I had planned my project in an organized manner while writing the proposal and I am happy to be on track now with a few remaining parts. The first month, according to the plan, was to focus on the SARIMAX model and their model selection while the second month, which is now, is to focus on the Exponential Smoothing models and their model selection. Last week has been spent in deciding the parameters that would be valuable to keep while selecting an ES model for automatically forecasting the time-series data.
To get into the details, I have referred to the ets function of the forecast package in R and had run a few unit tests to check if the results match with them. Furthermore, we are following a brute force approach to fit the Exponential Smoothing models and running a check for their in-sample Information Criteria like AIC to choose the best model. The best model is then returned to use it for the forecasts.

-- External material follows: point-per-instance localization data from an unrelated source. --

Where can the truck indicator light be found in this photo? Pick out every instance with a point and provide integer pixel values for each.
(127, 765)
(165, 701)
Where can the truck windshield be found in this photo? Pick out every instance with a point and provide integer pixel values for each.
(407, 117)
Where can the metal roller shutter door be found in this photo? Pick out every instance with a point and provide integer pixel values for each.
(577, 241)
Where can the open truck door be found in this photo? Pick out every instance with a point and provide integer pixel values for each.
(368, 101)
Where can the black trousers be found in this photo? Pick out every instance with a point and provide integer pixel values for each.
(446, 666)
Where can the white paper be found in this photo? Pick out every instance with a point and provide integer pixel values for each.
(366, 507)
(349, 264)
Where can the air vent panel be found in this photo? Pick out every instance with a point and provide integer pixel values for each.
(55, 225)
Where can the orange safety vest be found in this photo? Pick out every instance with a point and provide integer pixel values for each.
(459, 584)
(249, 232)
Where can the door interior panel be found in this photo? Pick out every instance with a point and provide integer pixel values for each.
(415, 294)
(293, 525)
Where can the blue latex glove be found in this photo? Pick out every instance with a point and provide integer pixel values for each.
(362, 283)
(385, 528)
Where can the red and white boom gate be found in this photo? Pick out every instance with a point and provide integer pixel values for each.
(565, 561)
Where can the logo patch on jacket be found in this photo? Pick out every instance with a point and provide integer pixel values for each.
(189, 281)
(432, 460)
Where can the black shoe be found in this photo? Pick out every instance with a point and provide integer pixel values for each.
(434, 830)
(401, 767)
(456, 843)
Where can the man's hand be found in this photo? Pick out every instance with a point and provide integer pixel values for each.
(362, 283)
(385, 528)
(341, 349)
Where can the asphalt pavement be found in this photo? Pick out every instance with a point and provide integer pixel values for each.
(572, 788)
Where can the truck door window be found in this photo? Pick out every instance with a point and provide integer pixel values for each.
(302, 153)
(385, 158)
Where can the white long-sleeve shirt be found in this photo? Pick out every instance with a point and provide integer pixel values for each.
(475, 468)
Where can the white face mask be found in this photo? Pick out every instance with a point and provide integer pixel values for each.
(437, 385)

Apart from these, One of my tasks is to figure out a way to connect the various modules and classes, that I have built during the first month, with the ES modules so that they all work together.
I’ll keep on posting more on this project after I complete the module and make it a really functional project.

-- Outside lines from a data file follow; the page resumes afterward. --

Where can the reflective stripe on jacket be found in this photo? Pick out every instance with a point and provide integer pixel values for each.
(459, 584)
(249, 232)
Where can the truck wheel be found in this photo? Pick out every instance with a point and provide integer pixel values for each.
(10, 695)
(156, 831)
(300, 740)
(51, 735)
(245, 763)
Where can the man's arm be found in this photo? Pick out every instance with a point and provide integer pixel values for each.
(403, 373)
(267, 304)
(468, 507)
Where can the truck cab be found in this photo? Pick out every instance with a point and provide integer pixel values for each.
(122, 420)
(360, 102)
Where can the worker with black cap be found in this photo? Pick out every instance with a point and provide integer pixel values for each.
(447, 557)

It’s almost one month since I officially started coding for Statsmodels as a part of Google Summer of Code. The journey till now has been very challenging and thrilling until now. The milestones which I cover every week has taught me a lot regarding code practice, statistics and open source. I am sharing a few of the work that I have done during the last two weeks which I feel were the most challenging milestones during my first month of contribution.
The third week of my code contribution was targetted at expanding my auto_order function(created during the first week) to support computing seasonality order and intercepts. This included developing the code to check for all the different possibilities of AR, MA parameters along with the seasonal parameters which would provide the least AIC for a particular input time-series.
The fourth week was focussed on building an auto_transformation module which would help in automatically transforming the time-series into a stationary time-series. Since statsmodels already includes the Box-Cox transformation functionality, my focus was to create a module which would predict the parameters for this transformation. The book by Draper and Smith – “Applied Regression Analysis” provided some useful techniques to do that. The parameters(lambda) for the Box-Cox transformation was predicted by checking the value of lambda that maximizes the likelihood of linear regression.
The functions a module that I have developed are now to be tested with real-life examples against other modules and package(like the forecast package in R).